Multi-View Wireless Sensing via Conditional Generative Learning: Framework and Model Design
Ziqing Xing, Zhaoyang Zhang, Zirui Chen, Hongning Ruan, Zhaohui Yang
TL;DR
This work addresses high-precision target sensing in ISAC by leveraging multi-view uplink CSI from multiple BSs and UEs. It proposes Gen-MV, a conditional generative framework that fuses multi-view CSI through a family of encoders and uses a diffusion-based generator conditioned on a latent target code, with a shape-EM weighted loss to jointly recover geometry and EM properties. Key contributions include four multi-view encoders (VS-MLP, MV-BiLSTM, MVT, IVT), a multiplicative view-position embedding, and a diffusion-based reconstruction with a normalizing-flow prior, plus ablations confirming the value of physical priors and loss balancing.
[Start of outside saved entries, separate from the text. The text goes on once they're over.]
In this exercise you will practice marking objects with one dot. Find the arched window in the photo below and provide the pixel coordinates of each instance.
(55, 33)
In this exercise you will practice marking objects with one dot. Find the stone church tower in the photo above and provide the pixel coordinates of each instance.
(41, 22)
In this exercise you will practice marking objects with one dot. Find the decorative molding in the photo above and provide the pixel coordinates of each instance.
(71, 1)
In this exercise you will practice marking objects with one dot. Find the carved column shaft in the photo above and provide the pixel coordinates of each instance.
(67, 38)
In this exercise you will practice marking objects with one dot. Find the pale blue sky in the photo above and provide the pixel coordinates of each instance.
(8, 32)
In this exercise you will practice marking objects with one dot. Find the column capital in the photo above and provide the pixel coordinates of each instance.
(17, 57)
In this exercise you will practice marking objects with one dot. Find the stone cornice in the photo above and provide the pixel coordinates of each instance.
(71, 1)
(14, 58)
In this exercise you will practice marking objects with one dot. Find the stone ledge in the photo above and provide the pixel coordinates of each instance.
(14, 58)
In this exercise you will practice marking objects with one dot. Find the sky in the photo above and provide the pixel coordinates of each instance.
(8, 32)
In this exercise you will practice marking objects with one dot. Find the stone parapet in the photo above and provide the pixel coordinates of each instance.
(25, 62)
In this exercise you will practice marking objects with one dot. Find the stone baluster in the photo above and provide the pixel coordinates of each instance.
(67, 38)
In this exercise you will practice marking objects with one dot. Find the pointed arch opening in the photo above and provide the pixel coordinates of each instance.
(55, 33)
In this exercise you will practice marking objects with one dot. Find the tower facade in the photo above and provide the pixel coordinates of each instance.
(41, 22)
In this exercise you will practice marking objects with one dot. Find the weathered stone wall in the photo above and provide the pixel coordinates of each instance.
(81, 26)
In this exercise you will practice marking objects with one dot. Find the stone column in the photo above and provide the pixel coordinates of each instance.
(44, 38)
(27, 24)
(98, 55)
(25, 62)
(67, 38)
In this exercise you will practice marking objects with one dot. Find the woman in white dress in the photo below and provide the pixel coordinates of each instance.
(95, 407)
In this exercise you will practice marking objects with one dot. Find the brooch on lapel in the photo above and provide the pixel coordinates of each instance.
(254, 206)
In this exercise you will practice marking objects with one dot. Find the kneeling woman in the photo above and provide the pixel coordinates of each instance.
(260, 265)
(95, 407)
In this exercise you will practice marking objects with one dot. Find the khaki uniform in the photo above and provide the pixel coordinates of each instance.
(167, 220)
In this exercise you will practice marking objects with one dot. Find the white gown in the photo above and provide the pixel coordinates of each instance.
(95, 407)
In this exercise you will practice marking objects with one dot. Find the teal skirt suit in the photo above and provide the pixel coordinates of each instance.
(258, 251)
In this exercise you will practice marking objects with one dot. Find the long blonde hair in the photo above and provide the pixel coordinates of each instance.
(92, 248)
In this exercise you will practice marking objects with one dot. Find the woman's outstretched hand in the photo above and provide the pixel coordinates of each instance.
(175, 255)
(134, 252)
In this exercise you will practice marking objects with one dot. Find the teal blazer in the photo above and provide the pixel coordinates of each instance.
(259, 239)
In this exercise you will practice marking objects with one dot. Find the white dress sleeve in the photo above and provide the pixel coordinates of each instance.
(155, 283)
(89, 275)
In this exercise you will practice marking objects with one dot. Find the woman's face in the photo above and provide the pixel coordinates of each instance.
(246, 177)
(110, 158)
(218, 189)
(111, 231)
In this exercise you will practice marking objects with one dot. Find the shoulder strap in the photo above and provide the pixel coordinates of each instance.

The results show flexible handling of varying view counts, robustness to CSI disturbances, and improved reconstruction quality, highlighting the practical potential of integrating physics-informed generative learning for multi-view wireless sensing.
Abstract
In this paper, we incorporate physical knowledge into learning-based high-precision target sensing using the multi-view channel state information (CSI) between multiple base stations (BSs) and user equipment (UEs). Such kind of multi-view sensing problem can be naturally cast into a conditional generation framework. To this end, we design a bipartite neural network architecture, the first part of which uses an elaborately designed encoder to fuse the latent target features embedded in the multi-view CSI, and then the second uses them as conditioning inputs of a powerful generative model to guide the target's reconstruction. Specifically, the encoder is designed to capture the physical correlation between the CSI and the target, and also be adaptive to the numbers and positions of BS-UE pairs. Therein the view-specific nature of CSI is assimilated by introducing a spatial positional embedding scheme, which exploits the structure of electromagnetic(EM)-wave propagation channels. Finally, a conditional diffusion model with a weighted loss is employed to generate the target's point cloud from the fused features. Extensive numerical results demonstrate that the proposed generative multi-view (Gen-MV) sensing framework exhibits excellent flexibility and significant performance improvement on the reconstruction quality of target's shape and EM properties.